Ma non era concepibile distruggere le macchine. Le invenzioni tecnologiche che superano per convenienza le precedenti tecnologie si affermano necessariamente, in breve tempo la rivolta luddista fu perdente, anche perché le macchine fecero crescere estremamente la produttività e la produzione, e nacque un fenomeno che noi conosciamo: il consumo, il consumismo. Le macchine permisero una produzione gigantesca rispetto al passato, inoltre alle macchine vanno aggiunte le energie, il calore, il carbone, successivamente il petrolio, l’elettricità, non solo, anche i mezzi di trasporto. Questo insieme rivoluzionò i sistemi produttivi. La ristretta economia locale venne sgominata, si passò a economie nazionali ed internazionali, i lavoratori non furono più confinati in territori limitati ed in corporazioni, come detto, e i loro spostamenti fornivano enorme mano d’opera a basso costo. L’allevamento delle pecore dava lana che tessuta, specie in Inghilterra, potenziò l’industria tessile avvantaggiata da ritrovati tecnologici, la spoletta meccanica, la Mula Jenny. La navigazione a vapore, la colonizzazione che importava materie prime, tutto questo, specialmente in Inghilterra, dicevo, impresse, ripetiamo, una poderosissima espansione industriale, occupazione, salari, consumi. Il fenomeno si manifestava negli Stati Uniti in misura grandiosa, dopo la guerra di Indipendenza e la iniziale unione di alcuni Stati, in Francia, in Germania. L’industrializzazione ed il capitalismo e l’affermazione della Borghesia diventavano mondiali, le frontiere interne si spezzavamo, si formavano stati nazionali, si incrementava il commercio internazionale, avveniva un nuovo colonialismo per ottenere materie prime (cotone, metalli preziosi). Anche l’agricoltura riceve le macchine. Le città si espandono. Si forma la classe operaia. Ne parleremo.

Nella visione di Smith tutto è positivo. Il vantaggio personale stabilisce il vantaggio anche degli altri, come se una mano invisibile, dice Smith, agisse in modo da combinare i vicendevoli scopi, lo stesso per la concorrenza che fa prevalere il migliore e assicura beneficio al consumatore, lo stesso l’iniziativa privata che garantisce l’oculata operatività del proprietario, anche i salari misurati giovano al profitto e al reinvestimento, perfino il lavoro monotono e ripetuto e la scarsa conoscenza degli operai permettono di avere lavoratori semidioti, obbedienti. Insomma, tutto va bene, per Smith, nel sistema delle macchine e della divisione del lavoro. Questa concezione, che tutto va bene e gli inciampi, i difetti, le negatività vengono scavalcate o servono al bene o non esistono, dominò quel momento storico.

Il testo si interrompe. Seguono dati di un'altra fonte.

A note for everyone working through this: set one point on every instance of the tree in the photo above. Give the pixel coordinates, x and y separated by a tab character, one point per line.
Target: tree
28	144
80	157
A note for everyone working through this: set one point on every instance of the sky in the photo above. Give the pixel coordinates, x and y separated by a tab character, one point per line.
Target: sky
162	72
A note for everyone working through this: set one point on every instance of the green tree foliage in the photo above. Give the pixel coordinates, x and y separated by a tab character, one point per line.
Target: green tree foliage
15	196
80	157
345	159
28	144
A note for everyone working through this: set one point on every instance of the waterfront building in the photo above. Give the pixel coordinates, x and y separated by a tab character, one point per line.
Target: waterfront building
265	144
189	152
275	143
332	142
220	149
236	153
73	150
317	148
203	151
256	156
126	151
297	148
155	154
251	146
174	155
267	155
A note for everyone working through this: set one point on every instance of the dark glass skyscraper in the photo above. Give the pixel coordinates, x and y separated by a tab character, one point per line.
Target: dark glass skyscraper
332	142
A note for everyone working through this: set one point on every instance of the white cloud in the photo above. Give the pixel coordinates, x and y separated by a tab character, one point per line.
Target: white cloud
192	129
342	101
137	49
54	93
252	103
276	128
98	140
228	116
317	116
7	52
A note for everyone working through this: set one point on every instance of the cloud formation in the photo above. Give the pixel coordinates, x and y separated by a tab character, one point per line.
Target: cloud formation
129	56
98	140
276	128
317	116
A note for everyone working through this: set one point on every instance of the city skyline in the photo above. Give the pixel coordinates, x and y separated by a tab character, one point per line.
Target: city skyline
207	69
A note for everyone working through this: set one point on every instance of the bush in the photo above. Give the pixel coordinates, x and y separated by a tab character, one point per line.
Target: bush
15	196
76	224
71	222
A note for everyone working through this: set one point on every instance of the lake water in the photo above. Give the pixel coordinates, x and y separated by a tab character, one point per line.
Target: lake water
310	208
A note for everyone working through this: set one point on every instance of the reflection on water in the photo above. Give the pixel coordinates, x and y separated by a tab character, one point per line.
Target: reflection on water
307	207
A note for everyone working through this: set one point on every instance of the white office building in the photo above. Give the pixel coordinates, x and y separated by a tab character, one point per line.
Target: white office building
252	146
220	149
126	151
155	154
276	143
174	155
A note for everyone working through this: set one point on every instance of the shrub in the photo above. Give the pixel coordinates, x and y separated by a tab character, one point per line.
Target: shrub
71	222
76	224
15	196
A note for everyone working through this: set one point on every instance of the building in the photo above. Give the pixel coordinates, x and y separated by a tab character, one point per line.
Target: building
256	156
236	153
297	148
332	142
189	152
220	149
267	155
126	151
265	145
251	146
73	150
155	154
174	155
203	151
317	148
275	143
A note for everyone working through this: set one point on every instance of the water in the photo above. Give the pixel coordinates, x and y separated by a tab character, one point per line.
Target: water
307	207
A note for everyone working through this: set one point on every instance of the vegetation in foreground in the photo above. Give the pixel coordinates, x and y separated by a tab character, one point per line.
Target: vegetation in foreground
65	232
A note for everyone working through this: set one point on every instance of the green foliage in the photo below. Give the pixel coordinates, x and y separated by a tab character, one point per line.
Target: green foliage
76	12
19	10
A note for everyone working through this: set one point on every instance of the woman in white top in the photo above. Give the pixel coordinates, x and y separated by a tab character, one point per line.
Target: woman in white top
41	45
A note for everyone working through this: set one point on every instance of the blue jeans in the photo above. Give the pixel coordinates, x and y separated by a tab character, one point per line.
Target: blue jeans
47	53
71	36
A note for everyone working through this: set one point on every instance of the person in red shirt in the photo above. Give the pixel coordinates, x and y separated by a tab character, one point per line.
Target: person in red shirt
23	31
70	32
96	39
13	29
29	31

Da Goethe a Hegel, da Leibnitz a Manzoni, in vari modi, ci fu la convinzione che il male è a fin di bene, o non esiste, o viene superato dal bene. Soltanto Leopardi e Schopenhauer, contraddissero questa convinzione.

Di certo il cambiamento causato dal capitalismo e dell’industrializzazione fu estremo. Ne vedremo la complessità discutendo di Karl Marx e di altri pensatori. Gli effetti furono così grandiosi che taluni, Saint-Simon, Comte, pervennero alla formulazione di una estinzione della guerra e della casta militare oltre che dei sacerdoti e l’avvento di nuovi reggitori della Società, gli scienziati, gli imprenditori. L’idea che con i commerci mondiali non vi sarebbero state più guerre l’aveva dichiarate anche Adam Smith. Al dunque, l’industrializzazione capitalistica veniva ritenuta inizio di un’epoca di pace, di commerci mondiali, di vantaggi sociali mediante il vantaggio personale o con forme associative. Quanto di illusionistico e di realistico vi fosse in queste formulazioni lo si vedrà nel corso del tempo. Ma è indiscutibile che la scienza, la tecnologia, la razionalizzazione del lavoro reso più produttivo hanno moltiplicato la conoscenza, i commerci, la quantità di merci, e nella medicina, nei trasporti, nella chimica, nella indagine fisica abbiamo in qualche secolo superato millenni passati. Restano però campi nei quali il vantaggio sociale è inesistente o perfino peggiora il passato. Si che si pone il drammatico interrogativo: vale ancora la concezione di Adam Smith che il vantaggio personale è la propulsione che indirettamente, involontariamente provoca il vantaggio sociale? E inoltre: che è, chi è oggi la Borghesia, è la classe che onestamente intraprende o ha cambiato aspetto?